Having recommended the fashionable operation of clipping to the grass-fed hunter, we will give our reasons for having done so. Nine horses out of ten, treated as he has been treated in the summer, break out into a cold sweat, after work, during the first part of the season, the natural consequence of debility; and the dew on their coat has all the chilling influence of a wet blanket on their body. The removal of the coat by the scissors, then, although it is no remedy for the former, prevents the ill effects of the latter; which, by producing cold on the surface of the body, occasions a determination of blood to the lungs, or other important viscera, and is a great enemy to condition. Although we deny the necessity of clipping a horse that has been properly summered (for, admitting that he may have a long coat, he will not in that case break out after work), we allow it the merit of expediting condition, by giving increase of bulk, and promoting the vigour of the horses' renovating powers; and, therefore, in this case useful. Looking at it, however, in another light, we find many objections to it; amongst the greatest of which is the deprivation of the protection of the coat or hair, to an animal so much in want of it as the hunter is, and therefore an outrage on nature. In fact, it is, to a certain degree, a substitute for good grooming, and as such will continue to be in favour with many grooms, as also with such of their masters as submit to be dictated to by them, or who may pay too much regard to appearances.

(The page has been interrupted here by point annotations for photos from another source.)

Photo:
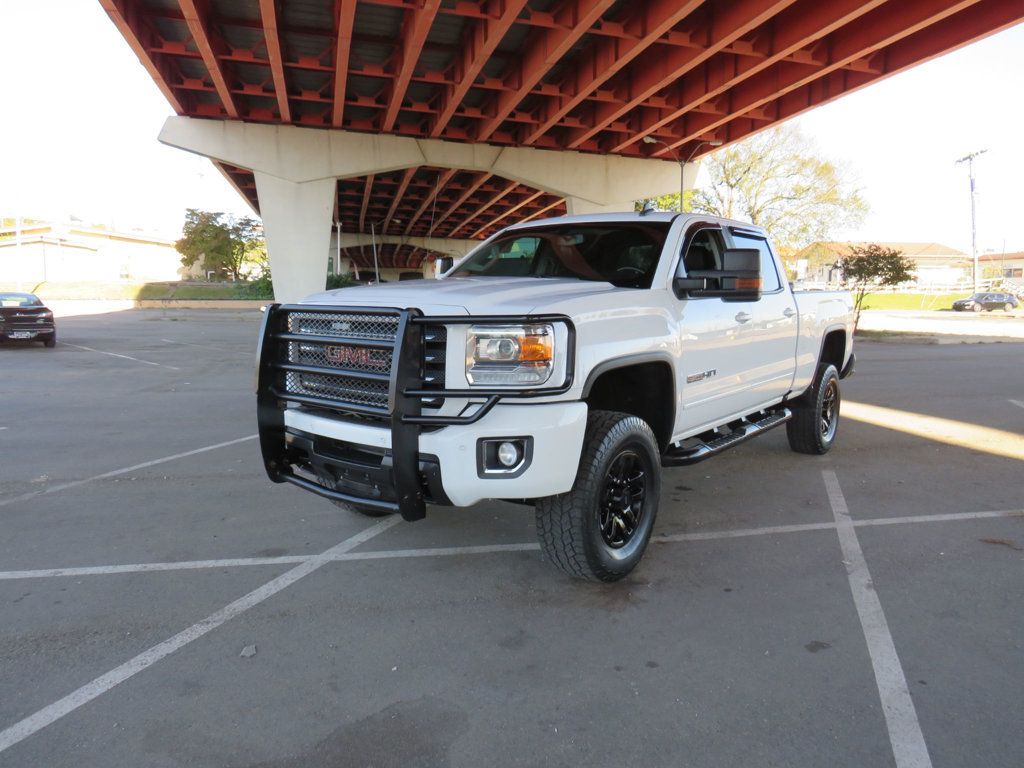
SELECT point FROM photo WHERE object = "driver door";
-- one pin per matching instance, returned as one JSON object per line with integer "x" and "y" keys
{"x": 710, "y": 371}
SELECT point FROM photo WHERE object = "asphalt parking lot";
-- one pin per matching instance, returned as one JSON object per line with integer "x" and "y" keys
{"x": 163, "y": 604}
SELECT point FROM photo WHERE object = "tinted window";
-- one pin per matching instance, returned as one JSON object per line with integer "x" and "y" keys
{"x": 769, "y": 278}
{"x": 625, "y": 254}
{"x": 705, "y": 251}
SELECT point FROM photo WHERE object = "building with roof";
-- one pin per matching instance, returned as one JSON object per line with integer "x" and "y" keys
{"x": 74, "y": 252}
{"x": 935, "y": 265}
{"x": 1009, "y": 266}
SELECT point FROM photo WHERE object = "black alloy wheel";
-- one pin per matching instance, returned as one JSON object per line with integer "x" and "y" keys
{"x": 623, "y": 498}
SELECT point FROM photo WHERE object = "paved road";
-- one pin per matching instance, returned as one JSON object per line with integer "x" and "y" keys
{"x": 996, "y": 325}
{"x": 745, "y": 638}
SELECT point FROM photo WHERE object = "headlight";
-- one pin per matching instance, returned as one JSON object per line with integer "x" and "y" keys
{"x": 510, "y": 354}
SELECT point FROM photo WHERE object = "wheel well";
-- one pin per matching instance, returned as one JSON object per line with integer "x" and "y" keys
{"x": 834, "y": 349}
{"x": 642, "y": 389}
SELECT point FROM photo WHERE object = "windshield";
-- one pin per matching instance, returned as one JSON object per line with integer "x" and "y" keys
{"x": 18, "y": 299}
{"x": 625, "y": 254}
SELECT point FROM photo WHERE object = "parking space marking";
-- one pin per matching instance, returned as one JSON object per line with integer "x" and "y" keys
{"x": 249, "y": 353}
{"x": 125, "y": 470}
{"x": 476, "y": 549}
{"x": 948, "y": 431}
{"x": 907, "y": 741}
{"x": 146, "y": 658}
{"x": 148, "y": 567}
{"x": 123, "y": 356}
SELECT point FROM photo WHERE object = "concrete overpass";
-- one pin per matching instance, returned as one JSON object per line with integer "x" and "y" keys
{"x": 433, "y": 123}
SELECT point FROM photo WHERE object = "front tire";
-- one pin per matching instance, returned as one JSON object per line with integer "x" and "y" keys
{"x": 600, "y": 528}
{"x": 815, "y": 417}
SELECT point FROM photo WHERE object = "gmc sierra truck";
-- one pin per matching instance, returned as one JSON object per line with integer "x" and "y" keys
{"x": 561, "y": 364}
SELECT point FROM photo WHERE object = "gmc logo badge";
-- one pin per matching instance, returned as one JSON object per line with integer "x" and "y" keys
{"x": 350, "y": 355}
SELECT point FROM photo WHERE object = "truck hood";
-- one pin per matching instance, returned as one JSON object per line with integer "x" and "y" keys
{"x": 469, "y": 295}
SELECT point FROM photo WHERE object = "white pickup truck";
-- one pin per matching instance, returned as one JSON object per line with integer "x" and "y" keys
{"x": 561, "y": 364}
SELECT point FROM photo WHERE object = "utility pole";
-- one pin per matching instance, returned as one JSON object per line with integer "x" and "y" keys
{"x": 969, "y": 159}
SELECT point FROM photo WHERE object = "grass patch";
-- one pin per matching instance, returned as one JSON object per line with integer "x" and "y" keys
{"x": 911, "y": 300}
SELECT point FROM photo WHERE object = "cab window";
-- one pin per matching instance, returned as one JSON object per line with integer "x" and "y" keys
{"x": 705, "y": 251}
{"x": 769, "y": 276}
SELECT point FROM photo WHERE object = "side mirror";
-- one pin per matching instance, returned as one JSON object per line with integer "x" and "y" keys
{"x": 738, "y": 280}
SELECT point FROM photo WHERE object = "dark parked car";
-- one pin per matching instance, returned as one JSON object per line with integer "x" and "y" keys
{"x": 24, "y": 316}
{"x": 986, "y": 301}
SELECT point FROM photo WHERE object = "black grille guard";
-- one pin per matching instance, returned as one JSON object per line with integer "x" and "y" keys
{"x": 406, "y": 391}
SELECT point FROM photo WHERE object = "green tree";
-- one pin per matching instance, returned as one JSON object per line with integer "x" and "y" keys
{"x": 777, "y": 180}
{"x": 221, "y": 244}
{"x": 872, "y": 266}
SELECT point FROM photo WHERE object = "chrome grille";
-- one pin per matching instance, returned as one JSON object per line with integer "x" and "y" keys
{"x": 372, "y": 360}
{"x": 348, "y": 357}
{"x": 375, "y": 327}
{"x": 336, "y": 387}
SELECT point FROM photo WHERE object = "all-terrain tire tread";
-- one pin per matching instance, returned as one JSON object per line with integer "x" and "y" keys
{"x": 560, "y": 518}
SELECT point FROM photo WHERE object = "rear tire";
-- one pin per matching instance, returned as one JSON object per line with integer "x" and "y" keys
{"x": 600, "y": 528}
{"x": 815, "y": 416}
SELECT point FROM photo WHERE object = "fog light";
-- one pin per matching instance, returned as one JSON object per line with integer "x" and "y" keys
{"x": 508, "y": 454}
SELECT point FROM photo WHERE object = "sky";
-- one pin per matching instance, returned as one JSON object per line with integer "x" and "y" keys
{"x": 81, "y": 117}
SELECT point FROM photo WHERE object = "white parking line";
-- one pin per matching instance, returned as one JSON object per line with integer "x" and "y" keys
{"x": 251, "y": 353}
{"x": 907, "y": 741}
{"x": 123, "y": 356}
{"x": 477, "y": 549}
{"x": 146, "y": 658}
{"x": 125, "y": 470}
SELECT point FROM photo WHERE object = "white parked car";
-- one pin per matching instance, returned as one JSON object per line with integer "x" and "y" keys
{"x": 561, "y": 364}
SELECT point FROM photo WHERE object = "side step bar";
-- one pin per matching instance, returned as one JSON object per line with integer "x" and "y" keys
{"x": 680, "y": 457}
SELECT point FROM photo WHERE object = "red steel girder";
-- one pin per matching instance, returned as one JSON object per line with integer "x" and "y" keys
{"x": 572, "y": 20}
{"x": 485, "y": 207}
{"x": 859, "y": 39}
{"x": 656, "y": 69}
{"x": 367, "y": 190}
{"x": 414, "y": 35}
{"x": 342, "y": 50}
{"x": 125, "y": 14}
{"x": 609, "y": 55}
{"x": 480, "y": 181}
{"x": 794, "y": 30}
{"x": 543, "y": 211}
{"x": 481, "y": 43}
{"x": 973, "y": 24}
{"x": 500, "y": 217}
{"x": 268, "y": 14}
{"x": 196, "y": 15}
{"x": 442, "y": 179}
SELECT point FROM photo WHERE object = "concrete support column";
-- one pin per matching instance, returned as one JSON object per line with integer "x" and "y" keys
{"x": 297, "y": 219}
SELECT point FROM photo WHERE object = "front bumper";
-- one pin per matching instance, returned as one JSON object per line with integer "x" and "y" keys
{"x": 34, "y": 331}
{"x": 394, "y": 457}
{"x": 446, "y": 459}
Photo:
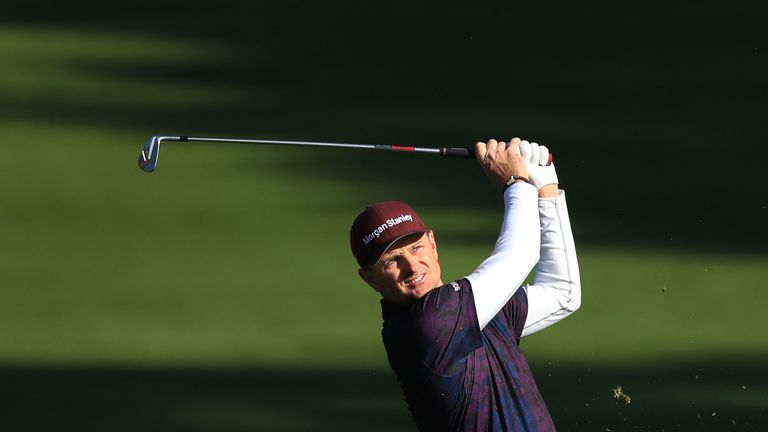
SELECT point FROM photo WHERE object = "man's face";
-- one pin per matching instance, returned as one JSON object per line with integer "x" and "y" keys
{"x": 407, "y": 270}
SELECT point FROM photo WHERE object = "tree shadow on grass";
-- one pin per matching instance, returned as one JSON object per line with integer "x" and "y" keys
{"x": 713, "y": 395}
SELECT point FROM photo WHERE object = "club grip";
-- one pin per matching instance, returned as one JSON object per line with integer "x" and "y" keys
{"x": 458, "y": 152}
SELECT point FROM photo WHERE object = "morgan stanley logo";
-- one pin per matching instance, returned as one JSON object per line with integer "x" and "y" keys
{"x": 385, "y": 226}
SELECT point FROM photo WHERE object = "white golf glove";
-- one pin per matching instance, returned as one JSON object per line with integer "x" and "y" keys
{"x": 541, "y": 170}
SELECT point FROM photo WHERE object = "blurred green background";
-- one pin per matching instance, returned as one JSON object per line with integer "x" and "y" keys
{"x": 218, "y": 294}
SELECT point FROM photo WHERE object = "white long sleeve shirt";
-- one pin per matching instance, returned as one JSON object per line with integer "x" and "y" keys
{"x": 534, "y": 232}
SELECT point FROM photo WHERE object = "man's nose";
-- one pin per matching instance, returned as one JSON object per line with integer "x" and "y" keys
{"x": 408, "y": 264}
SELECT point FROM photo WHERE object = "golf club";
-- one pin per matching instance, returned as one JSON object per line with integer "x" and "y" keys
{"x": 151, "y": 149}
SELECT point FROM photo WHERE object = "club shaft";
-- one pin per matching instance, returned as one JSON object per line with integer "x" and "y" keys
{"x": 150, "y": 153}
{"x": 314, "y": 144}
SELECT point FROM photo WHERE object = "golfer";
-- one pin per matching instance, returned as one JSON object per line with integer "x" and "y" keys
{"x": 455, "y": 347}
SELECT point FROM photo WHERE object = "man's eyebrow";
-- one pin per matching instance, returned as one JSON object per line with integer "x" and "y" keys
{"x": 389, "y": 255}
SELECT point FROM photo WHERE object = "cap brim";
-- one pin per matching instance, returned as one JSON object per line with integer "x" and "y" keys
{"x": 380, "y": 251}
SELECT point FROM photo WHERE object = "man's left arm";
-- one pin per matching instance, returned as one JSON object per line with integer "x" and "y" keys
{"x": 556, "y": 289}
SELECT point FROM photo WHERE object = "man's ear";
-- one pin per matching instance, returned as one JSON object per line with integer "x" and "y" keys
{"x": 367, "y": 276}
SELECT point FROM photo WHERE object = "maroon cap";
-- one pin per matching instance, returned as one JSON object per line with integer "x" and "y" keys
{"x": 380, "y": 225}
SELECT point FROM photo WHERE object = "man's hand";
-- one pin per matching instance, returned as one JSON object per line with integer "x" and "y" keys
{"x": 539, "y": 162}
{"x": 500, "y": 161}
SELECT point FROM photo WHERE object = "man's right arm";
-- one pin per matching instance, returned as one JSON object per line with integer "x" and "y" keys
{"x": 517, "y": 248}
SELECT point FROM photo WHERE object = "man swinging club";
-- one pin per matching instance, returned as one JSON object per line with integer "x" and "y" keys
{"x": 455, "y": 347}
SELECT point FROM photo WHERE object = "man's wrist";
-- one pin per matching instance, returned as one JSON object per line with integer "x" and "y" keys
{"x": 517, "y": 179}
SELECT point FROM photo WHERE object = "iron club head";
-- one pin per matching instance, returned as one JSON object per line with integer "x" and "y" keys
{"x": 149, "y": 154}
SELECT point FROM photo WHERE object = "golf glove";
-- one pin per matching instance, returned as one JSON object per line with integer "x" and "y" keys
{"x": 541, "y": 170}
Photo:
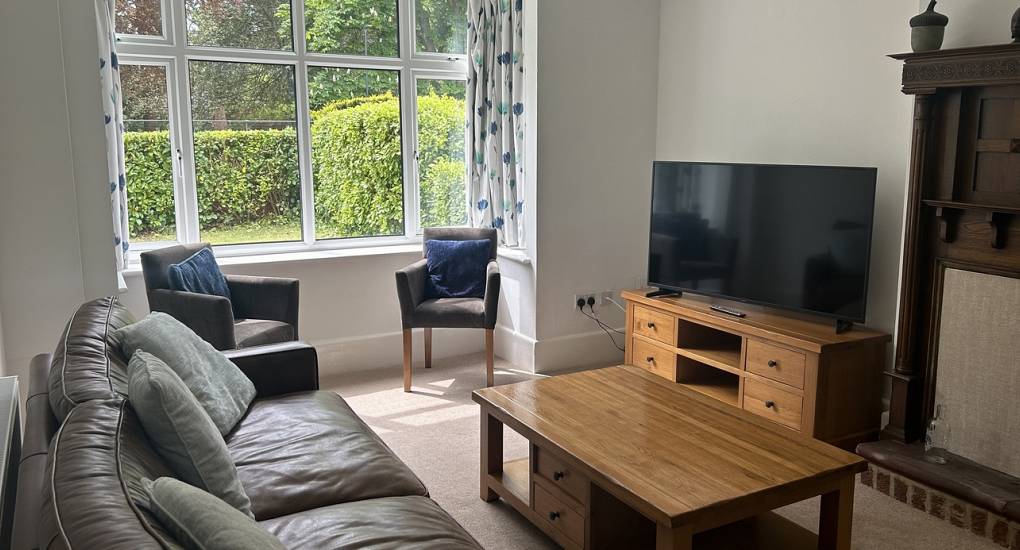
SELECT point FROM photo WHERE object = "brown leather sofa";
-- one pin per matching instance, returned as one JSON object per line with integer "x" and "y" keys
{"x": 316, "y": 475}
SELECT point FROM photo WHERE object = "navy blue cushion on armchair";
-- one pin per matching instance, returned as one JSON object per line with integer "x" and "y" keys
{"x": 456, "y": 268}
{"x": 199, "y": 273}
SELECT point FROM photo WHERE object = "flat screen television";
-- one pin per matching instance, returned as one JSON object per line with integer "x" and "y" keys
{"x": 791, "y": 237}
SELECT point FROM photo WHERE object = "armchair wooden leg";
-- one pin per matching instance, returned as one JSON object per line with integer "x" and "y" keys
{"x": 489, "y": 358}
{"x": 428, "y": 348}
{"x": 407, "y": 360}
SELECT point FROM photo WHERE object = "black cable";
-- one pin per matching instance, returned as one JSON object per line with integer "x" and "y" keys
{"x": 602, "y": 326}
{"x": 603, "y": 323}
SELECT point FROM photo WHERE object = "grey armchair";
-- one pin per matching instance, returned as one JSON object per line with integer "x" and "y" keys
{"x": 416, "y": 311}
{"x": 261, "y": 309}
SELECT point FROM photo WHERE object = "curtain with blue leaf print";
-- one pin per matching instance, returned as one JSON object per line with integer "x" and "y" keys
{"x": 109, "y": 78}
{"x": 496, "y": 116}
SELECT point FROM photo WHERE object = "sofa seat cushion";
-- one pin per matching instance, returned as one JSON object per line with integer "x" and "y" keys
{"x": 85, "y": 364}
{"x": 451, "y": 313}
{"x": 394, "y": 522}
{"x": 307, "y": 450}
{"x": 93, "y": 482}
{"x": 251, "y": 333}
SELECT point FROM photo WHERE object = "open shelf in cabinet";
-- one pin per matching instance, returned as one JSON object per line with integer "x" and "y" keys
{"x": 715, "y": 383}
{"x": 709, "y": 346}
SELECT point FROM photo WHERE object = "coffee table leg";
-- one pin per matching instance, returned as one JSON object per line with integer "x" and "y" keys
{"x": 678, "y": 538}
{"x": 836, "y": 517}
{"x": 492, "y": 453}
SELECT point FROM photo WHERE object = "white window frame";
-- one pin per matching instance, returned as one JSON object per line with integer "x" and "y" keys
{"x": 171, "y": 50}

Having alluded to grooms, a remark or two may not be ill placed. Such of them as have the care of large studs cannot be expected to work, but to overlook those who are under them; and their responsibility is considerable. There is much in the choice of helpers; for none but persons who have narrowly watched it, are aware of the effects of a good dressing to a hunter, not merely in having his skin cleared from impurity, and in improving its elasticity, as well as the tone and colour of the hair, which may be termed the complexion of a horse, but it greatly promotes general health by its effect on the circulation of the blood, as well as all other secretions, and in bad weather is a substitute for exercise.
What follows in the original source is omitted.